Copper Breaks Trend Line As Trafigura Questions Spike, Hedge Funds Bet Big
Tight supplies from copper mines and the looming threat of a worsening global deficit rocketed copper prices from February to June, and the AI trade, which drove momentum from speculative traders, pushed prices even higher. But in recent weeks, prices have tumbled, breaking a critical trend line that has been intact for months.
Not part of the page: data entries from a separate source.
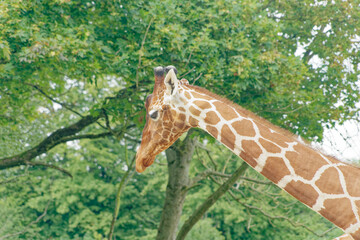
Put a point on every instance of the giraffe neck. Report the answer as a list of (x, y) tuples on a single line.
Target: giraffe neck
[(326, 185)]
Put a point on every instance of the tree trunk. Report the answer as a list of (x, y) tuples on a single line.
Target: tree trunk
[(178, 158)]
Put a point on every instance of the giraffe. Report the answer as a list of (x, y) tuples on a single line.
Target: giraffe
[(323, 183)]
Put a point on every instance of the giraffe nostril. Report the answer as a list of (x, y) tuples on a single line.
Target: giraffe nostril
[(159, 71), (167, 69)]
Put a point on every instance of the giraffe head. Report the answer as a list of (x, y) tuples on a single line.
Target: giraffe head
[(164, 122)]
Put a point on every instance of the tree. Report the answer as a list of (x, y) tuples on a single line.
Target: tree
[(74, 76)]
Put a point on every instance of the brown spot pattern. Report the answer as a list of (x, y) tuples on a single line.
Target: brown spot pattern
[(302, 191), (202, 104), (213, 131), (194, 111), (244, 128), (339, 212), (179, 125), (351, 175), (251, 148), (181, 109), (275, 169), (225, 111), (273, 137), (329, 182), (270, 147), (356, 235), (212, 118), (227, 137), (305, 161), (197, 95), (250, 160)]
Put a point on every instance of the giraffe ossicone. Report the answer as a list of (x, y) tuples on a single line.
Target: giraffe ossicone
[(326, 185)]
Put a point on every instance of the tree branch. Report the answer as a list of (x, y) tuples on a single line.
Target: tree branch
[(199, 212), (295, 224), (53, 99), (29, 225), (48, 143)]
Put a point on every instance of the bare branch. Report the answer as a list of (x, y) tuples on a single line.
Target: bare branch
[(199, 212), (122, 184), (48, 143), (29, 225), (140, 52), (53, 99), (295, 224), (49, 166)]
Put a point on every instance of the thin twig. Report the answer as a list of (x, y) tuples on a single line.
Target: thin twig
[(187, 72), (29, 225), (49, 166), (197, 78), (53, 99), (122, 184), (141, 50)]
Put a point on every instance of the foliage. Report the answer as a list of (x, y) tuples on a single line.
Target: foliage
[(62, 60)]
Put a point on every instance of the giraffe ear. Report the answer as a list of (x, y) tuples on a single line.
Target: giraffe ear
[(171, 82)]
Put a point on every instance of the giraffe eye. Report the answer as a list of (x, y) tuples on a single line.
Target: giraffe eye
[(154, 114)]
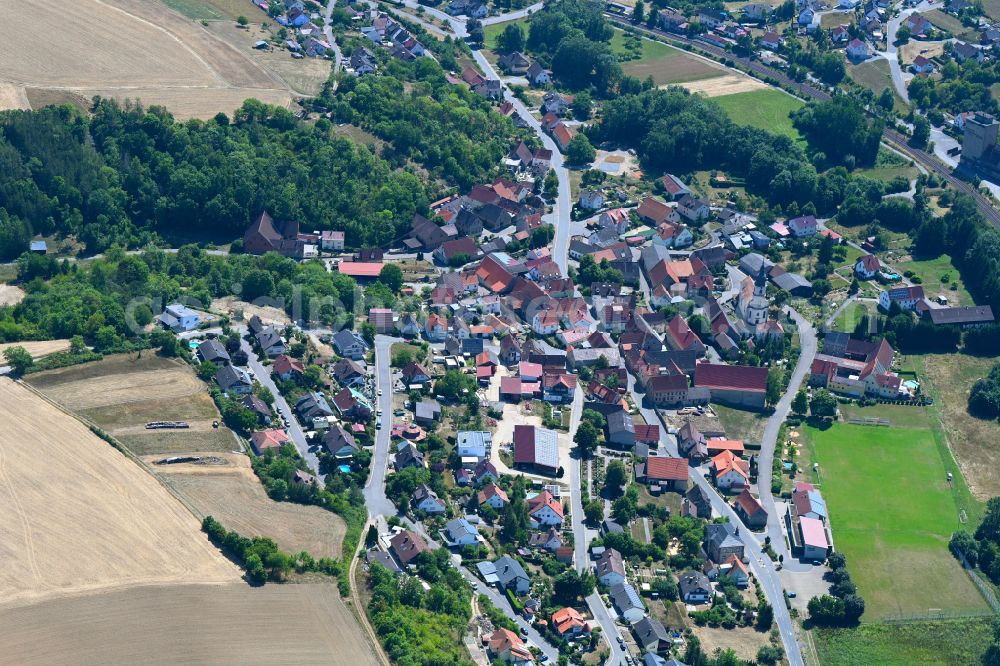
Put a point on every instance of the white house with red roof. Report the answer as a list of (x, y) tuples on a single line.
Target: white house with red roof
[(922, 65), (674, 187), (616, 218), (907, 298), (857, 50), (867, 267), (730, 471)]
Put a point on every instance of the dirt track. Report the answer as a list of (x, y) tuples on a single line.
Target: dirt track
[(80, 516), (730, 84), (188, 624), (38, 348)]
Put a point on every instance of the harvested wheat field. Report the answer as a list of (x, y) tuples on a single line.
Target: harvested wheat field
[(129, 49), (120, 380), (188, 624), (233, 494), (81, 516), (38, 348), (122, 393), (12, 97), (730, 84)]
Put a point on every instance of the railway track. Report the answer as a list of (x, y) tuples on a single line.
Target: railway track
[(891, 137)]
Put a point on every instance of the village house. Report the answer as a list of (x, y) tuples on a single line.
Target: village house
[(213, 351), (734, 385), (922, 65), (867, 267), (286, 368), (538, 75), (907, 298), (311, 406), (695, 587), (771, 40), (568, 623), (627, 602), (721, 542), (425, 499), (692, 443), (267, 235), (855, 367), (730, 471), (663, 473), (233, 380), (179, 318), (350, 344), (508, 647), (265, 440), (549, 540), (750, 510), (512, 575), (348, 372), (460, 532), (652, 637), (383, 319), (340, 443), (610, 568), (407, 545), (544, 510), (492, 495)]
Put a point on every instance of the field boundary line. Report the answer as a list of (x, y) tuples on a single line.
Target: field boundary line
[(361, 613), (115, 444), (181, 42)]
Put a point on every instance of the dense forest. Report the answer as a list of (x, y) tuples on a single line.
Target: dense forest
[(418, 626), (447, 129), (107, 299), (125, 174)]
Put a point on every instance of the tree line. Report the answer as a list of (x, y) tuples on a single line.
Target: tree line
[(447, 129), (261, 557), (674, 130), (127, 174)]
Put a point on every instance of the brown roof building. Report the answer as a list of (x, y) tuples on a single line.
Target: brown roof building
[(267, 235)]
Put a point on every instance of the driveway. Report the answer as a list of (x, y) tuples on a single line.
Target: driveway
[(560, 217), (775, 525), (891, 54), (375, 499)]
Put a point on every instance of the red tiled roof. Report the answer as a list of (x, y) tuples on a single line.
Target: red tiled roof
[(748, 503), (545, 498), (731, 377), (647, 433), (360, 268), (666, 469)]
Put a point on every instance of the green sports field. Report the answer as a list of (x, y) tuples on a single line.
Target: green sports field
[(766, 109), (892, 512), (935, 643)]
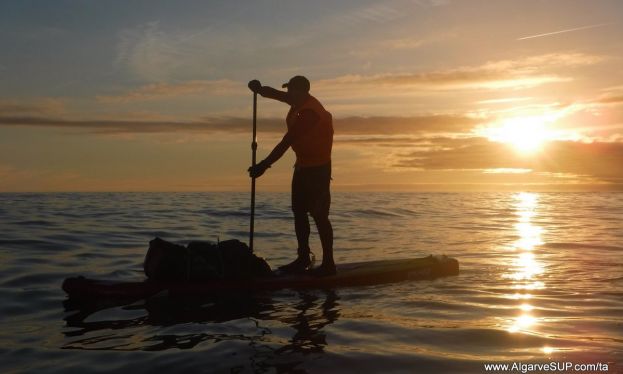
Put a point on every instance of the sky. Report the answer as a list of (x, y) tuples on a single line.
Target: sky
[(426, 95)]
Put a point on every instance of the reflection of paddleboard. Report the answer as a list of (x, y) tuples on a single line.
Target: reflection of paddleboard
[(348, 275)]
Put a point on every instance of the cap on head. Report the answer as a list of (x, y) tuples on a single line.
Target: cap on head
[(297, 83)]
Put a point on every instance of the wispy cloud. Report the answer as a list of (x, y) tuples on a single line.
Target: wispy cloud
[(344, 126), (597, 159), (36, 106), (527, 72), (564, 31), (158, 91)]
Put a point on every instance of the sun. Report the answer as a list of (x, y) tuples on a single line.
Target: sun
[(526, 134)]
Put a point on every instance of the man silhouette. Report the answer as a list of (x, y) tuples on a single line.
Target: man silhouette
[(310, 134)]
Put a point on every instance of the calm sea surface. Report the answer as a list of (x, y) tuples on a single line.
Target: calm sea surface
[(541, 281)]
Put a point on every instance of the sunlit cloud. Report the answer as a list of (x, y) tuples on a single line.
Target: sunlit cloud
[(157, 91), (564, 31), (430, 124)]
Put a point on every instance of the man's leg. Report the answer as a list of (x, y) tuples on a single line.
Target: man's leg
[(301, 226), (325, 231)]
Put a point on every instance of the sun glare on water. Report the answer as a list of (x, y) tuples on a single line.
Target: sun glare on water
[(525, 134)]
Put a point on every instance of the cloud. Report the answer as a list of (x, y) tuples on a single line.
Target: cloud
[(343, 126), (156, 91), (564, 31), (598, 159), (41, 106), (528, 72), (611, 100)]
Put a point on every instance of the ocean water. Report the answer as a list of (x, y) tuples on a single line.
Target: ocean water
[(541, 281)]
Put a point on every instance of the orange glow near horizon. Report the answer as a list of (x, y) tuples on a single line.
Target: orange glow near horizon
[(526, 134)]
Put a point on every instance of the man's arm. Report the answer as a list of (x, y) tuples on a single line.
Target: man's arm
[(275, 154), (279, 150), (269, 92)]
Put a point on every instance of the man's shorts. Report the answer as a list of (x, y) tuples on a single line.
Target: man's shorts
[(310, 190)]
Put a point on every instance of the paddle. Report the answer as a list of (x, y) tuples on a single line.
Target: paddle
[(253, 156)]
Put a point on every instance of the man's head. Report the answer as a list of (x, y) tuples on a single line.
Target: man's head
[(298, 88), (297, 83)]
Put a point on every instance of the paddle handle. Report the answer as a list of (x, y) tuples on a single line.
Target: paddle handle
[(253, 161)]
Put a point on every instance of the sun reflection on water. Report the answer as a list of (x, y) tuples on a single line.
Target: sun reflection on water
[(526, 268)]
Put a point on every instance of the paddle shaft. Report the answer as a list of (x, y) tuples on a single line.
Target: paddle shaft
[(253, 161)]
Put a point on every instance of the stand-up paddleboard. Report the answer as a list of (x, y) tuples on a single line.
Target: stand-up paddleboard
[(348, 275)]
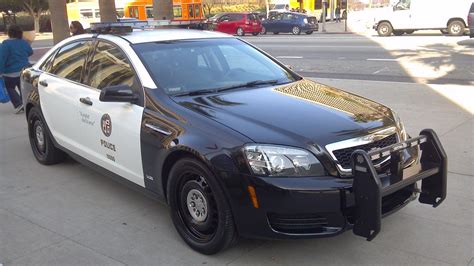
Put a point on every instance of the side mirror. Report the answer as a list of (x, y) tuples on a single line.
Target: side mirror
[(118, 93)]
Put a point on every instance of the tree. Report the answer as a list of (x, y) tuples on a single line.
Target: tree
[(34, 8), (108, 12), (59, 21), (163, 9)]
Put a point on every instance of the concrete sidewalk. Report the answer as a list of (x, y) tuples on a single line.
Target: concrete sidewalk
[(69, 215)]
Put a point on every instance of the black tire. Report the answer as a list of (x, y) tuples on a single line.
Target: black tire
[(398, 32), (456, 28), (384, 29), (41, 141), (190, 182), (296, 30), (240, 32)]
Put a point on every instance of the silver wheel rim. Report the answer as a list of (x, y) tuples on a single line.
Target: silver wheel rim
[(197, 205), (39, 136)]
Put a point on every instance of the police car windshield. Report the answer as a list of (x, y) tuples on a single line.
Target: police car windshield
[(186, 66)]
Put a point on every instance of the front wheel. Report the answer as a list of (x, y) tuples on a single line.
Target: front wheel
[(240, 32), (456, 28), (384, 29), (199, 209), (296, 30), (41, 141)]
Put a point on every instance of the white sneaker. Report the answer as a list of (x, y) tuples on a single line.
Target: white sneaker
[(19, 109)]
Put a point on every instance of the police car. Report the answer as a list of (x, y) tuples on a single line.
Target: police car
[(235, 142)]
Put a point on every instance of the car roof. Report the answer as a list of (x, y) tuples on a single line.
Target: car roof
[(159, 35)]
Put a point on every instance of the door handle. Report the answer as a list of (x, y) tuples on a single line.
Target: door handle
[(85, 100), (158, 129), (43, 83)]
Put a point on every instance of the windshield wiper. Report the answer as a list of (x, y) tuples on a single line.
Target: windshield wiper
[(243, 85)]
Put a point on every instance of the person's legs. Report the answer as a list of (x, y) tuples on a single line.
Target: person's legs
[(11, 84)]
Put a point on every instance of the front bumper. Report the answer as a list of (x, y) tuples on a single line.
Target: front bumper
[(311, 207)]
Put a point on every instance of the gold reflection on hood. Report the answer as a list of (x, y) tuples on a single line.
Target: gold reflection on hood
[(361, 109)]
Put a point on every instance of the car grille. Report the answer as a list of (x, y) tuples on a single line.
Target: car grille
[(343, 156), (297, 224)]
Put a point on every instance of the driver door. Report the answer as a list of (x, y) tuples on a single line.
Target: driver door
[(114, 140)]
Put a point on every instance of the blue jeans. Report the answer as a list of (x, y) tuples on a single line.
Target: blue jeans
[(11, 84)]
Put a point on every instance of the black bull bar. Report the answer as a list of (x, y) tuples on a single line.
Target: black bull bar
[(368, 190)]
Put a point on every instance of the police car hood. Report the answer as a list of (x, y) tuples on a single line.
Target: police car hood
[(302, 111)]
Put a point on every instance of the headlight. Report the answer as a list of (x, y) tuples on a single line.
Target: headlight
[(401, 127), (269, 160)]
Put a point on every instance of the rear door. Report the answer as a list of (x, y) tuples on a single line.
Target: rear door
[(113, 141), (60, 91)]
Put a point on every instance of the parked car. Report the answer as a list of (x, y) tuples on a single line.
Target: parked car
[(470, 21), (408, 16), (290, 22), (235, 23), (233, 141)]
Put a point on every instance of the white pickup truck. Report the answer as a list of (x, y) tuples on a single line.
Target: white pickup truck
[(408, 16)]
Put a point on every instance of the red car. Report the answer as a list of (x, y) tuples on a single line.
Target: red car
[(237, 23)]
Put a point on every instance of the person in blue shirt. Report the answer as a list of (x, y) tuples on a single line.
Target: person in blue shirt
[(14, 53)]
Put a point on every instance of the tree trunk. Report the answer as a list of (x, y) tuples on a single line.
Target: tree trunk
[(108, 13), (36, 19), (59, 22), (163, 9)]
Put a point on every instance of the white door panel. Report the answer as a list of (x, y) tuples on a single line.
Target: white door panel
[(120, 152), (59, 100)]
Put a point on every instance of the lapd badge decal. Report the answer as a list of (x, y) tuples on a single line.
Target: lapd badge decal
[(106, 124)]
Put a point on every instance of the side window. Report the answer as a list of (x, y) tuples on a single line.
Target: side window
[(110, 67), (69, 61)]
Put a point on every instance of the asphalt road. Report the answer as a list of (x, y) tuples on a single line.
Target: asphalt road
[(422, 58), (349, 56)]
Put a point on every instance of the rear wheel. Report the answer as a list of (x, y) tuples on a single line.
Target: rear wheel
[(199, 209), (384, 29), (41, 141), (296, 30), (456, 28), (240, 32)]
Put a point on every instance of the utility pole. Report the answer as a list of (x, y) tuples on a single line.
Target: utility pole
[(108, 13), (59, 22), (324, 15)]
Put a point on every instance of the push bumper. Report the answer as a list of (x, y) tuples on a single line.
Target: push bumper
[(312, 207)]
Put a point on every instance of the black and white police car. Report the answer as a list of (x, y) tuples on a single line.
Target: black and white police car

Now, prices are teetering on a knife-edge, with trading desks and hedge funds speculating on what comes next.
Let’s begin with comments from the world’s top copper trader – and as Bloomberg’s Jack Farchy puts it, “usually one of the market’s most bullish voices” – who called the price surge unjustified due to real-world supply.
“Prices of non-ferrous metals have moved much higher than fundamentals in the physical spot market might indicate or justify, especially for copper,” Trafigura Chief Economist Saad Rahim wrote in a note with first-half results on Thursday.
Rahim pointed out that copper’s speculative surge in the first half of the year was primarily linked to “investment flows.” However, he does believe the closure of First Quantum Minerals Ltd.’s mine in Panama will eventually tighten global supplies.
He wrote that sliding mine supply “has led to a significant concentrates shortage, resulting in smelters having to cut production and pointing to tighter inventories of refined metal even if demand is lackluster.”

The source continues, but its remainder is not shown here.